Macron scraps pro­posal to raise re­tire­ment age


With tens of thou­sands of anti-govern­ment demon­stra­tors once again cours­ing through the streets of Paris and other cities and clouds of tear gas and smashed store win­dows punc­tu­at­ing the ur­ban land­scape, the French govern­ment made a ma­jor con­ces­sion on Satur­day to unions protest­ing its pen­sion re­form plan.

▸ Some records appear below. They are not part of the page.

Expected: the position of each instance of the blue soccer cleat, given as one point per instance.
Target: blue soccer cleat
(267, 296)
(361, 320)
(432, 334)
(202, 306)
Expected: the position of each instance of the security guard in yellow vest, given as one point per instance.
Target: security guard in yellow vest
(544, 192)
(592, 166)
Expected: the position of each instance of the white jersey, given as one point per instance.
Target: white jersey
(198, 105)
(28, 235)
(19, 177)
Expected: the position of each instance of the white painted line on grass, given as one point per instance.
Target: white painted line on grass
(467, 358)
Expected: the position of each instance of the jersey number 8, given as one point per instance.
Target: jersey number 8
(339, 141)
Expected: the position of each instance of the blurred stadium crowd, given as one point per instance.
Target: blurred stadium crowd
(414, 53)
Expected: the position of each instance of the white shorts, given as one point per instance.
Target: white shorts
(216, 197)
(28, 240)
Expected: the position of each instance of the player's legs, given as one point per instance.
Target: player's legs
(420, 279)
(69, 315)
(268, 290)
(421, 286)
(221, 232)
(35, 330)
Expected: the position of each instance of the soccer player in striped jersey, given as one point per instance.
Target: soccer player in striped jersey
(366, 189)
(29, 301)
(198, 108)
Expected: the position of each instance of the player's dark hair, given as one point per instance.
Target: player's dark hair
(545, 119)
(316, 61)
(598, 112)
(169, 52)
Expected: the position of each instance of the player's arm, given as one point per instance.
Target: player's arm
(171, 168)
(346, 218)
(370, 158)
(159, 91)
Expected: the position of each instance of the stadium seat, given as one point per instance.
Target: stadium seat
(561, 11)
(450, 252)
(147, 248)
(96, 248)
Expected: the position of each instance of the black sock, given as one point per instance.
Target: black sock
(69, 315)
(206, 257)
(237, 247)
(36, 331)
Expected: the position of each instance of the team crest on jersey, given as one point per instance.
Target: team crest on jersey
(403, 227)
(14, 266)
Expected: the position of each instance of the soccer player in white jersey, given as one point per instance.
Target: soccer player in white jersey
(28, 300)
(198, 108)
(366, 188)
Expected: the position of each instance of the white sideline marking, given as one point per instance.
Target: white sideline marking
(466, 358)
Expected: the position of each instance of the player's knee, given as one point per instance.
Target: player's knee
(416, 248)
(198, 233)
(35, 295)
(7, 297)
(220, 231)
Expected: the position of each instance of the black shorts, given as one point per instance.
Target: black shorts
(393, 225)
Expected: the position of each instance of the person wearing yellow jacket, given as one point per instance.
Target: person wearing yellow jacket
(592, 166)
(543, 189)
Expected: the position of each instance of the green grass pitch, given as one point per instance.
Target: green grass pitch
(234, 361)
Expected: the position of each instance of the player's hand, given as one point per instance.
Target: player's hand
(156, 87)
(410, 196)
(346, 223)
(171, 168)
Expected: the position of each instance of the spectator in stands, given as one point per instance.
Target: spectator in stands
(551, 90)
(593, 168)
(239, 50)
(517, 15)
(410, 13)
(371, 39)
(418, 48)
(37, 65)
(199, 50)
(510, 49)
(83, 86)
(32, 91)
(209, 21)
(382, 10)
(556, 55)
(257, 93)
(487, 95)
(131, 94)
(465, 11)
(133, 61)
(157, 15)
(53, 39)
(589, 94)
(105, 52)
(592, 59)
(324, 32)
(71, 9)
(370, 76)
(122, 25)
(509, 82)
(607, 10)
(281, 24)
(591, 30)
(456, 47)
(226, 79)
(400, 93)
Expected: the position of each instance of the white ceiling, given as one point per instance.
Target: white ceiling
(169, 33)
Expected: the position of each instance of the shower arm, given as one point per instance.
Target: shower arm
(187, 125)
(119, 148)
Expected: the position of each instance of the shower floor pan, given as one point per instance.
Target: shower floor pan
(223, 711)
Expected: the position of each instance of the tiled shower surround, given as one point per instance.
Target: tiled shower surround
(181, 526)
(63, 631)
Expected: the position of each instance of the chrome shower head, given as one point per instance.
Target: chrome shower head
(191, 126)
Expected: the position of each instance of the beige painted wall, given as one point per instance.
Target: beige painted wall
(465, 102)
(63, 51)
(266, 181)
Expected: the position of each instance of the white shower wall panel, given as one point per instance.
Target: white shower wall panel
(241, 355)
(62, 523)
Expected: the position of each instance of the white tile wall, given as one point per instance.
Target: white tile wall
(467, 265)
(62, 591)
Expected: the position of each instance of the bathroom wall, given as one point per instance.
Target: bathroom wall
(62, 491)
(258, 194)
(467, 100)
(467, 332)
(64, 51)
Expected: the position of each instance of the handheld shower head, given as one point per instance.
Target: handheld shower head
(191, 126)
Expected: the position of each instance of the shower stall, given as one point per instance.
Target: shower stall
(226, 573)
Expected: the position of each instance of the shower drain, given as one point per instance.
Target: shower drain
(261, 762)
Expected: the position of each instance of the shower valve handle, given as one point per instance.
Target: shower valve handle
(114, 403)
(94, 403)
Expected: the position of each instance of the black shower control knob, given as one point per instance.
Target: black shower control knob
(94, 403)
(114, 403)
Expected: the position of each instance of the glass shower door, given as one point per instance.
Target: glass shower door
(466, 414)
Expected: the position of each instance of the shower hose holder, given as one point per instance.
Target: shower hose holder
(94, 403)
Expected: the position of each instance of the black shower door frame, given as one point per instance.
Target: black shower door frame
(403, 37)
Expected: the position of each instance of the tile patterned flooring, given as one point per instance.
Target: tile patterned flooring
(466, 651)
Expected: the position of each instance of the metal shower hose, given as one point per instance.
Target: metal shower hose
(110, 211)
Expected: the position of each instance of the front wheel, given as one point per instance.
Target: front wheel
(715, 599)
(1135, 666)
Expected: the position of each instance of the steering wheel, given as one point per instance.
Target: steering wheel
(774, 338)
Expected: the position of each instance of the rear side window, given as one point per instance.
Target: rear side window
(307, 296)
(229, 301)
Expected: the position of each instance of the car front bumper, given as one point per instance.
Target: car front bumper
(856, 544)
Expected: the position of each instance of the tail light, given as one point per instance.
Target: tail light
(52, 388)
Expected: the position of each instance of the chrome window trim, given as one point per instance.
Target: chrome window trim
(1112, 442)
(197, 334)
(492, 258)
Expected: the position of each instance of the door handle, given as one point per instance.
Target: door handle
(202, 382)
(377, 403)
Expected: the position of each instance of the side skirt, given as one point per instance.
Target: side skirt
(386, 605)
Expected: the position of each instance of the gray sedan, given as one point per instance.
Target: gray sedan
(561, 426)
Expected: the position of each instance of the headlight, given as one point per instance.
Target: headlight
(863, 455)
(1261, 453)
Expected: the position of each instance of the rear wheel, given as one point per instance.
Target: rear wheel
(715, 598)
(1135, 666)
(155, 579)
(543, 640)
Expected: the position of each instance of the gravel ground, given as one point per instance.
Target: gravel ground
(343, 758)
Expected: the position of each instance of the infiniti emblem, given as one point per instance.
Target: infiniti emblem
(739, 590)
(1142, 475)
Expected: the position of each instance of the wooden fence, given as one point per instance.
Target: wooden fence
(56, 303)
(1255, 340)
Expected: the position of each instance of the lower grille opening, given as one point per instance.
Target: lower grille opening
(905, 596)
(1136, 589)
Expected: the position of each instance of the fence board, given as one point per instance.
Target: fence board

Laborstart re­ported that the govern­ment agreed to scrap, for now at least, a pro­posal to raise the full-benefits re­tire­ment age from 62 to 64. Un­like in the United States, the French govern­ment plays a huge role in the re­tire­ment plans of in­di­vid­u­als in France, both as a source of funds and as overseer and guar­an­tor of the pen­sion sys­tem.

The raised age had in­fu­ri­ated mod­er­ate unions that the govern­ment of Pres­i­dent Em­manuel Macron badly needs on its side.

Macron has in­sisted the French need to work longer to strengthen a gen­er­ous re­tire­ment sys­tem that is one of the world’s most gen­er­ous but may be head­ing to­ward a $19bn deficit.

on Satur­day, with a crip­pling trans­port strike al­ready in its sixth week, Macron’s govern­ment backed down, an­nounc­ing that it would “with­draw” the new age limit, and put off de­ci­sions on fi­nanc­ing the sys­tem un­til it gets a re­port on the money prob­lem “be­tween now and the end of April.”

but the govern­ment did not en­tirely rule out the idea of rein­tro­duc­ing a new re­tire­ment age if fund­ing solutions to the pen­sions deficit are not reached.